Quinzel looked at him with narrow eyes. “Why’d you get in this game, DeVile? You ran off like the pussy you are, leaving me to rot, but here you are in the same line of business they were.”

“Had no choice.”

“Coward.” she spat and kneeled in front of him, pointing her finger. “That’s a lie, and you know it.”

“Alright, then why are you in this game?” DeVile shot back, his eyes narrowing at her glare.

“To get revenge.”

“That’s a lie, and you know it.”

She scoffed, standing upright and snatched the gun from her goon. DeVile stood, too, wiping the dust from his pant leg. Now that the gun was in front of him, and not getting pressed against his temple every few moments, he was able to take a better look at it. It was a decently new glock, one that shimmered neon blue along the side. That glistening line told him it didn’t fire bullets, but instead energy cells. It was growing more common to have this type of firearm because it took a power source as opposed to bullets. Cheaper, faster, and more effective.

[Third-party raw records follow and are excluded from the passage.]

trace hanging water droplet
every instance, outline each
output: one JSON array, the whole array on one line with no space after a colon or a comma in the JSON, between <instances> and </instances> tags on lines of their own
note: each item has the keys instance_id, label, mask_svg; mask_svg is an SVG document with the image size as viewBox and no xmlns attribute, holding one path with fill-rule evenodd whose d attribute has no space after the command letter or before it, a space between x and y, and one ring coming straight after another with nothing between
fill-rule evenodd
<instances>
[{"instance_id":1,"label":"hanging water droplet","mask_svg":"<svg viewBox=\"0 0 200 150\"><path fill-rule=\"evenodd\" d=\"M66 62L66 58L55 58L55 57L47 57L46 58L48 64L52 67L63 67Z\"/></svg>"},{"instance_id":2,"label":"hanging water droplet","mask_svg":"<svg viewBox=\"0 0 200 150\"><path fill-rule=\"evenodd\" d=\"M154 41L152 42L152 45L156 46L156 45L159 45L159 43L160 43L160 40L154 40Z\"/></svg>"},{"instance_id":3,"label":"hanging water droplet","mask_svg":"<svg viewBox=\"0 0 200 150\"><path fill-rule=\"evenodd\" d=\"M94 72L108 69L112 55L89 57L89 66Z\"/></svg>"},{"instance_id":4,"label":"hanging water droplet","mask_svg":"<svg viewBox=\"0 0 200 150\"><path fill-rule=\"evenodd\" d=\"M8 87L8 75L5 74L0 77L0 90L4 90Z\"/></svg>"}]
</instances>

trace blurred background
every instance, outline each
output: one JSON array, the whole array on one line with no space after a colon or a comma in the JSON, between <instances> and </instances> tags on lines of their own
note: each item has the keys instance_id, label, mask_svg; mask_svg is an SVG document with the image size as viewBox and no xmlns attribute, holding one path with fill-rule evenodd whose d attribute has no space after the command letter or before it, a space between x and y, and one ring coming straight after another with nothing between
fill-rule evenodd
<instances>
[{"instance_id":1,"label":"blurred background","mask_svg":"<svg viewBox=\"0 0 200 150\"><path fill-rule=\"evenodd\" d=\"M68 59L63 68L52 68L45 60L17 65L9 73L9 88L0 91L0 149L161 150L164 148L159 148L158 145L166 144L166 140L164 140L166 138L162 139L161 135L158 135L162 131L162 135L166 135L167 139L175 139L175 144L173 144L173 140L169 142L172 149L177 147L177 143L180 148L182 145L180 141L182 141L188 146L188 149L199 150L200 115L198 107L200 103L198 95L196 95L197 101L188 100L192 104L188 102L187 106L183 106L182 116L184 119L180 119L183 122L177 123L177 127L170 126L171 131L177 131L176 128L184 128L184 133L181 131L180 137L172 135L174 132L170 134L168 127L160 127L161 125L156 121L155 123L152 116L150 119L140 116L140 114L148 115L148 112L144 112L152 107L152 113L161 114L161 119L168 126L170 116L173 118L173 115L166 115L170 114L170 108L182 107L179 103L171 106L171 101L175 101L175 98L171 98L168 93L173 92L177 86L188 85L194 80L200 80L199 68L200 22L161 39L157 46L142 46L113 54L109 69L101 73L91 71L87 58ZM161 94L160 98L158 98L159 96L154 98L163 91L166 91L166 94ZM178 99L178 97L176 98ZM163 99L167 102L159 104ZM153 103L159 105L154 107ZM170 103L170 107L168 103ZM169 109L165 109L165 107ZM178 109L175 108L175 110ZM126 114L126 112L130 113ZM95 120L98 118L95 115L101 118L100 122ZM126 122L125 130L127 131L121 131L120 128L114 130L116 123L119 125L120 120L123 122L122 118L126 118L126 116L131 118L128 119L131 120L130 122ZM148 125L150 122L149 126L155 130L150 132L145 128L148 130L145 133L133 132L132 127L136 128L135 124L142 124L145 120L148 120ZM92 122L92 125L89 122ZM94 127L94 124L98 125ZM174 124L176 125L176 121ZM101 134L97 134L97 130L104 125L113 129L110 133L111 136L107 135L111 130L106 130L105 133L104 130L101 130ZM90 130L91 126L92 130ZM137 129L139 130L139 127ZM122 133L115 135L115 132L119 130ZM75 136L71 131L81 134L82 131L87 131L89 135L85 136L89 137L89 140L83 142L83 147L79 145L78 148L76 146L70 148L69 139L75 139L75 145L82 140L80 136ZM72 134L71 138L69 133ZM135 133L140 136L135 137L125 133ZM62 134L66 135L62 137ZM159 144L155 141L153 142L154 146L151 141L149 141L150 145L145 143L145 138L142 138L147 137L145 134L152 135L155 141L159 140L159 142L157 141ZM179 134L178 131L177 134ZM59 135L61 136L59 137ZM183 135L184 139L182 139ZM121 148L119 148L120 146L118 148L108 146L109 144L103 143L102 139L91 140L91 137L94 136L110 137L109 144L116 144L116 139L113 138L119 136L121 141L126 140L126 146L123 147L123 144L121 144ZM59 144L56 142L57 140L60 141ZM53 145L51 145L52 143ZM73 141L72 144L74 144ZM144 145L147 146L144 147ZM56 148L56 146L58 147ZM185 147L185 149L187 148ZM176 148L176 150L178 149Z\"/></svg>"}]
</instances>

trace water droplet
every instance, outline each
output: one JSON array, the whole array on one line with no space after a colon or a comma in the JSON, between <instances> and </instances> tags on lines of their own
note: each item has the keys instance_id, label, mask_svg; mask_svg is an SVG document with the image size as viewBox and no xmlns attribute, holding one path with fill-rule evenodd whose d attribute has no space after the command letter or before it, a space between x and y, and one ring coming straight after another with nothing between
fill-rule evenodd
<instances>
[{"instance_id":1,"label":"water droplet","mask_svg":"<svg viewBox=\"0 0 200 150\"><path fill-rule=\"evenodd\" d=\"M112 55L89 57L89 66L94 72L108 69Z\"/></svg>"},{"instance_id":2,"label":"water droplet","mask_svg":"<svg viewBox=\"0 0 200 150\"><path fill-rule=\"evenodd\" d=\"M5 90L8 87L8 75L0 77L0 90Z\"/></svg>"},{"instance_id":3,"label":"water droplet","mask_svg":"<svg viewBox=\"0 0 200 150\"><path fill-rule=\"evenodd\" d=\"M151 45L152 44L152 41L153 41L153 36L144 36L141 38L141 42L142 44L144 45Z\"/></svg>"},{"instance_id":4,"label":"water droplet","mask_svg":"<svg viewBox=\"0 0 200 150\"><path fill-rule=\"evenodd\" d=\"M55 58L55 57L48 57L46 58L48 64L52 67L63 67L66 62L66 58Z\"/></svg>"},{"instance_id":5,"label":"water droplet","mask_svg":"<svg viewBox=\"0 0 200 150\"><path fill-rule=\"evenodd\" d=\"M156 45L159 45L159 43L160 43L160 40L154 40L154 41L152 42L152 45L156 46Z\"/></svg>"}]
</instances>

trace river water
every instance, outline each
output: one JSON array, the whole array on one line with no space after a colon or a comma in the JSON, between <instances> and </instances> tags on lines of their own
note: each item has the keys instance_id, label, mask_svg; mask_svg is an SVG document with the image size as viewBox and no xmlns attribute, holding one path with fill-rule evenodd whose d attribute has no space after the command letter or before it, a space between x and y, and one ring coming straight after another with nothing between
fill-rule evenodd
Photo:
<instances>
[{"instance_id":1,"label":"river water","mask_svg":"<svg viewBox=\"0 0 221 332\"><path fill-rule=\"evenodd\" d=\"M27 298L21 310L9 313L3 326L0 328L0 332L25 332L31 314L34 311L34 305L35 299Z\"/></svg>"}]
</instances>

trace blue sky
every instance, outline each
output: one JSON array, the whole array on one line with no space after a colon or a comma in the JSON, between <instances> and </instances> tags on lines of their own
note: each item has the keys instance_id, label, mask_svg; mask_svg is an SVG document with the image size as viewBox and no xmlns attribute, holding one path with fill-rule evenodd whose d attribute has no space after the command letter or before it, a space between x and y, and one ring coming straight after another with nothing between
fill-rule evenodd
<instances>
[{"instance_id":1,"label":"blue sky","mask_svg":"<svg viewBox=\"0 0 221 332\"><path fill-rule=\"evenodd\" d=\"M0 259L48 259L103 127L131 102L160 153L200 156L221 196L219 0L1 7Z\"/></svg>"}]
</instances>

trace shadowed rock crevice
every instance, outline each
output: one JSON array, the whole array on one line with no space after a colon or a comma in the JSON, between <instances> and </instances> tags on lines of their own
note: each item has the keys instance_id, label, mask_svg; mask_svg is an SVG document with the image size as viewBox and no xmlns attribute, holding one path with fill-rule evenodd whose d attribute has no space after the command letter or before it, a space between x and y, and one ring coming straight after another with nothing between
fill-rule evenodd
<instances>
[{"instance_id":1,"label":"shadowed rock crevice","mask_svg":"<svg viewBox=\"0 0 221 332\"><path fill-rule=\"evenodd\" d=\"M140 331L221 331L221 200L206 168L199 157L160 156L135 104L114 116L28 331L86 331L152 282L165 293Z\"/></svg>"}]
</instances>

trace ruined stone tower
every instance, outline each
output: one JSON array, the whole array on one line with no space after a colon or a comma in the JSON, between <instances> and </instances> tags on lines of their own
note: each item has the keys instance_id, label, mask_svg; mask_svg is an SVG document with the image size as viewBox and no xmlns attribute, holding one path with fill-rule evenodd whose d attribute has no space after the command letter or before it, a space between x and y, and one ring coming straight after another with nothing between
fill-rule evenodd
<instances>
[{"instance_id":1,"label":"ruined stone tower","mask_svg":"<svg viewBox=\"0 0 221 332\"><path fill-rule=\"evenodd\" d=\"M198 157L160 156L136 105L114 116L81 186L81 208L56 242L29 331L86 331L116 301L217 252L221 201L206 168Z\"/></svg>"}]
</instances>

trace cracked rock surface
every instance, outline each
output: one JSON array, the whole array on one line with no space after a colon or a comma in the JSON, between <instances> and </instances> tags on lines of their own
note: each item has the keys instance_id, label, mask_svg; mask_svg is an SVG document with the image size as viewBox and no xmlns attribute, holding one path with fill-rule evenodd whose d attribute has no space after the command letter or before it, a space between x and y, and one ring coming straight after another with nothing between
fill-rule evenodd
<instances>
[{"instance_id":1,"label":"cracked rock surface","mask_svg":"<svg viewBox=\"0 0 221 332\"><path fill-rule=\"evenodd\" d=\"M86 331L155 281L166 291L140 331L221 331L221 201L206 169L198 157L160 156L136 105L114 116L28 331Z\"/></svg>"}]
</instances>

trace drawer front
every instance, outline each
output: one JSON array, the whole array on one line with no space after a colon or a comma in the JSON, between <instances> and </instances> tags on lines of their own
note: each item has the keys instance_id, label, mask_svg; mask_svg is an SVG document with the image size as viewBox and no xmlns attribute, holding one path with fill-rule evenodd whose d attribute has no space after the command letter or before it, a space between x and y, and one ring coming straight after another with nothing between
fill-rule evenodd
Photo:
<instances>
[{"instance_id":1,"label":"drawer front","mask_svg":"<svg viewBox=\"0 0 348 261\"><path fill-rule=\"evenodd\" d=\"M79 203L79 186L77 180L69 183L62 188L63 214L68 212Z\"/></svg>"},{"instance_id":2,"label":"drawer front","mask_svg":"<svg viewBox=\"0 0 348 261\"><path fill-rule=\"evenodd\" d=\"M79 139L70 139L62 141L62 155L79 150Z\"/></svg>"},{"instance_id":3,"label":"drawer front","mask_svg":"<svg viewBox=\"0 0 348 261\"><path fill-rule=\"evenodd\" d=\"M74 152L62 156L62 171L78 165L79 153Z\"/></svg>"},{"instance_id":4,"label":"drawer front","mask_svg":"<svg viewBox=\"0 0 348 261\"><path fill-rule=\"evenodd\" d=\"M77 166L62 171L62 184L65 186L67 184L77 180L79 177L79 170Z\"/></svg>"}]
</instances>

“You want to talk like that to me now?” Quinzel asked, pointing the gun in his direction lazily. She lacked confidence.

“I do. You’ve trapped me in your precious little web, now what?”

She took a few steps closer, pressing the gun against the underside of his chin. He tilted his head up to alleviate the pressure, but smiled down at her with all the cocksure in the world. He doubted her.

The safety of her gun clicked, her eyes glued on him like he was a treat. He had to admit, those irises, while unnerving, served to be hypnotic. Even with a gun pressed against his throat, ready to end him then and there, he couldn’t bring himself to close his eyes.

“Go on, then,” he whispered, “shoot me.”